The public consultation on the plan received 629 responses mostly from individual residents.

“The most popular priority actions were related to the council’s partnership working with businesses, lobbying the Mayor of London for greater action on reducing emissions from black cab taxis, and the council leading by example through its own fleet and procurement,” stated the report.

“The least popular priority actions were investigating changes to the use of parking bays, investigating changes to parking permit structures, and action on non-road sources of transport emissions.” The comments about parking are unsurprising since 62 percent of the respondents are holders of resident parking permits, yet the vast majority of households in Westminster do not have access to a car or van.

However, since the closure of the public consultation, the Covid-19 pandemic and the lockdown has “clearly changed the circumstances under which Westminster’s new Air Quality Action Plan will operate”, states the report.

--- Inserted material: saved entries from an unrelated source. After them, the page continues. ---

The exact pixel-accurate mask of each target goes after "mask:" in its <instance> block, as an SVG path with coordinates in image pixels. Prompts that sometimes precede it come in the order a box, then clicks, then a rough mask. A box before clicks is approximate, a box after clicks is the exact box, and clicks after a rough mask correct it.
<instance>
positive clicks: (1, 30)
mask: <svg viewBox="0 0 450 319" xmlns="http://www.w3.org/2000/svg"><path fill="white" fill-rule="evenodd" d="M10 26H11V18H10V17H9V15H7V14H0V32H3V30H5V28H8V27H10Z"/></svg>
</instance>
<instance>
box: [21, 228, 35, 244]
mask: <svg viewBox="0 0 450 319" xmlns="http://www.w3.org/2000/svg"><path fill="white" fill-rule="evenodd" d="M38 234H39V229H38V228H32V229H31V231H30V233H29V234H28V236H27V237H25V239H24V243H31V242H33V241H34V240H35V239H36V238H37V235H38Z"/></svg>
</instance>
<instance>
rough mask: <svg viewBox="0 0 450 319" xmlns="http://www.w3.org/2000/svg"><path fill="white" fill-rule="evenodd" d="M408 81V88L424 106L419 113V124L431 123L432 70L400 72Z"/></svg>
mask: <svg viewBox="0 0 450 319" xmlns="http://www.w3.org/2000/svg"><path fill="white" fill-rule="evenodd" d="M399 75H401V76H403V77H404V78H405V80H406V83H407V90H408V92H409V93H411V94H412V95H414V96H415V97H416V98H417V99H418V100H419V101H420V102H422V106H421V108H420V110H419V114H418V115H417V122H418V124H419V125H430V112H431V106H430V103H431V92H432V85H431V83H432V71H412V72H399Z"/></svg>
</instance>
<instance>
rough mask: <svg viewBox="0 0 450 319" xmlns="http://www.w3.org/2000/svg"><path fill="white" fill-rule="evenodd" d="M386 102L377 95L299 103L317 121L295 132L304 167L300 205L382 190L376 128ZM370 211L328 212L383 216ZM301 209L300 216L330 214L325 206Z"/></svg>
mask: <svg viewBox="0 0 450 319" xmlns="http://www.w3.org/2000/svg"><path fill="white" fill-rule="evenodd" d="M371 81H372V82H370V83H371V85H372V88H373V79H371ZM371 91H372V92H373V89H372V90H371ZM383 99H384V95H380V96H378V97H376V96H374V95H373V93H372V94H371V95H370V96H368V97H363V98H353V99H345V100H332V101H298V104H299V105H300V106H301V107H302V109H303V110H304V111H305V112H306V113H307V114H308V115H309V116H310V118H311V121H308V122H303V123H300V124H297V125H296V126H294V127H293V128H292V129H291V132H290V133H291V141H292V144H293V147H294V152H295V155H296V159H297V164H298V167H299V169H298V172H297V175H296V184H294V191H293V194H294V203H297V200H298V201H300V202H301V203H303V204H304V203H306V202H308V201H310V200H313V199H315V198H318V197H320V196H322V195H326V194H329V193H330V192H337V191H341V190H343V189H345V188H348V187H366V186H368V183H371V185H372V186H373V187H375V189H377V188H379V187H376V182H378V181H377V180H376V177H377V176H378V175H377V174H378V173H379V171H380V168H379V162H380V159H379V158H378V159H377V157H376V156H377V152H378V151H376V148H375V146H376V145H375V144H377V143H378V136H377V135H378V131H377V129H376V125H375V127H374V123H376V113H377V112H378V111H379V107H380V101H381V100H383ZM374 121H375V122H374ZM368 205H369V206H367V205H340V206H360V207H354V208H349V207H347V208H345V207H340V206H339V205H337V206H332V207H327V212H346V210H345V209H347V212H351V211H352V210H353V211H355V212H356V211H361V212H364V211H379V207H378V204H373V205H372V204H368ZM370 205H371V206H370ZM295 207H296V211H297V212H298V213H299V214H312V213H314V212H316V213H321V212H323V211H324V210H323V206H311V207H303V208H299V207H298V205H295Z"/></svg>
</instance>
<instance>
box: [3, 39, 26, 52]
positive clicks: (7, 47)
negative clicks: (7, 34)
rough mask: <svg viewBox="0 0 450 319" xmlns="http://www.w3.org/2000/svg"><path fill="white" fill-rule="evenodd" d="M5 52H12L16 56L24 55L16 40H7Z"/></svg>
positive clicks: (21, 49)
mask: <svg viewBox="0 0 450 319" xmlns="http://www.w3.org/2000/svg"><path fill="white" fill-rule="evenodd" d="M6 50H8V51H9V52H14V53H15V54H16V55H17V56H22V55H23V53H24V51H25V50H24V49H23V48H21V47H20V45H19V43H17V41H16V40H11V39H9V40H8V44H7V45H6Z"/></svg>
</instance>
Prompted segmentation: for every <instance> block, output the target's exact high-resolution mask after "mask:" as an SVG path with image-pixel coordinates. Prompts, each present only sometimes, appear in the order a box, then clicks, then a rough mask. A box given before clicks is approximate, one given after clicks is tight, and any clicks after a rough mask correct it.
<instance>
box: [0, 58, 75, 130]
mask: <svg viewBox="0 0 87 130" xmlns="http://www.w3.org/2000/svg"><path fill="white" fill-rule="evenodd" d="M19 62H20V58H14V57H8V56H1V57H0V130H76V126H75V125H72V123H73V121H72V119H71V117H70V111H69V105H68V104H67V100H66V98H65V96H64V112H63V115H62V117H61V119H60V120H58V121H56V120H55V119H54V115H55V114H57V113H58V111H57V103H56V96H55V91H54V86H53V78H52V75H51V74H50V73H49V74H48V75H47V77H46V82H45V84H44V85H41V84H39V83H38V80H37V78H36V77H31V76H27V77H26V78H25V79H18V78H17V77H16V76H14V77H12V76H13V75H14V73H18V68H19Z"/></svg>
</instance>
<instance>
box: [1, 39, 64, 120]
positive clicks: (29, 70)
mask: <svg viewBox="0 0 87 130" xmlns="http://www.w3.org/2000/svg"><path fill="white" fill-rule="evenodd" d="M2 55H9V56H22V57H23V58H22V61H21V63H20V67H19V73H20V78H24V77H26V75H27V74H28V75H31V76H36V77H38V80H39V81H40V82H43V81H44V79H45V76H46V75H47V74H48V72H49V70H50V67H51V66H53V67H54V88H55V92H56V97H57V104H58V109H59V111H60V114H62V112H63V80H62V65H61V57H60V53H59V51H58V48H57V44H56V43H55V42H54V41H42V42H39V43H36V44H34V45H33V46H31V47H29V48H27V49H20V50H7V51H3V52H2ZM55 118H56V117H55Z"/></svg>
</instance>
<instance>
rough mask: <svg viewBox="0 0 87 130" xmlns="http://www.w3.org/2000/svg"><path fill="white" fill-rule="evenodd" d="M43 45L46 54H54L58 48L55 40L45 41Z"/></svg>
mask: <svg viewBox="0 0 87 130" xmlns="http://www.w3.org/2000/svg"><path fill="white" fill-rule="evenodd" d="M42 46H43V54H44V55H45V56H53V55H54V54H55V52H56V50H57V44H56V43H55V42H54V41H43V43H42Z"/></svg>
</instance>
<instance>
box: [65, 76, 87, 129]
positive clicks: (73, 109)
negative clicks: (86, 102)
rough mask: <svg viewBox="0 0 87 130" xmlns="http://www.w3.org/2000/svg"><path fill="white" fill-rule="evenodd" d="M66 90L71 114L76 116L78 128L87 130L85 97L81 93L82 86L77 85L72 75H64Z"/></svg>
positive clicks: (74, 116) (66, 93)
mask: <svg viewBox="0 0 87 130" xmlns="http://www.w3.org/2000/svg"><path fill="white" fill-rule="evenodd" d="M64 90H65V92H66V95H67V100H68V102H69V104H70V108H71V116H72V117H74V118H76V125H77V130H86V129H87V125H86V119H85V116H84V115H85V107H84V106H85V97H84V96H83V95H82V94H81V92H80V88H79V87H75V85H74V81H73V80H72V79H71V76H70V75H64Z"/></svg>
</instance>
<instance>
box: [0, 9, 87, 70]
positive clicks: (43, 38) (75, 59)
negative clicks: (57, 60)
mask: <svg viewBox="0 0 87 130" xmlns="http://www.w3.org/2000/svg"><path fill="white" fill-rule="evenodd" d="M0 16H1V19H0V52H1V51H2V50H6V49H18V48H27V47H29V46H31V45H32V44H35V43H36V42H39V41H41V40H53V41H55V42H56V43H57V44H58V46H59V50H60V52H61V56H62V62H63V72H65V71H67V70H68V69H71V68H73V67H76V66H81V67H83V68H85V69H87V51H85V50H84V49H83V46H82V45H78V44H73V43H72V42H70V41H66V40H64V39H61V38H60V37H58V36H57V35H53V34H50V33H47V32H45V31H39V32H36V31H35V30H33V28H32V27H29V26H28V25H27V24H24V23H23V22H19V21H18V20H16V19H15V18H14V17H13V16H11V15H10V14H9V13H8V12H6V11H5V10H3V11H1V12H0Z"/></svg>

“During the lockdown period, pollution levels across the city have dropped dramatically. Compared to similar time periods in 2019, Nitrogen Dioxide (NO2) emissions have reduced by more than 50 percent at the council’s monitoring sites on Oxford Street and Buckingham Palace Road, which reductions of between 40 and 50 percent at all other sites in the city. This is due to the high reduction in road transport in central London, as well as reduced emissions from commercial buildings, and potential impact of reduced aviation traffic,” states the report.

The cabinet papers also draw attention to a correlation between air pollution and the spread of Covid-19.

“There is also a great deal of emerging data concerning the potential relationship between exposure to high pollution levels and the spread of COVID-19, the onset of the disease (i.e. how likely people are the contract the disease), and the severity of it once contracted. A study published on April 20th suggests that there is a clear correlation between levels of air pollution and deaths from Covid-19 in England. This has not yet been peer reviewed and the data sets show only a correlation rather than a direct causal link,” said the report.

Because of the current crisis the Air Quality Action Plan as it stands would not reflect the reality of a post-lockdown Westminster in the short or longer term. 

“By considering what new opportunities there may be for innovative policies and projects across the city, it is envisaged that a refreshed Action Plan will be more ambitious in its commitments to reduce air pollution in Westminster,” said the report.

But Westminster councillors are likely to have the events of 2012 in the back of their minds when they were unfairly criticised by business groups and opposition parties to their plans to end free car parking and which led to the leader of the council resigning.

Today’s problem for Westminster council is the New West End Company. For on the same day as Westminster council committed itself to improving air quality the largest business group in the city were calling for the continued suspension of congestion charge, discounted car parking rates, and more space for car parking as part of its plan for recovery when lockdown is eased.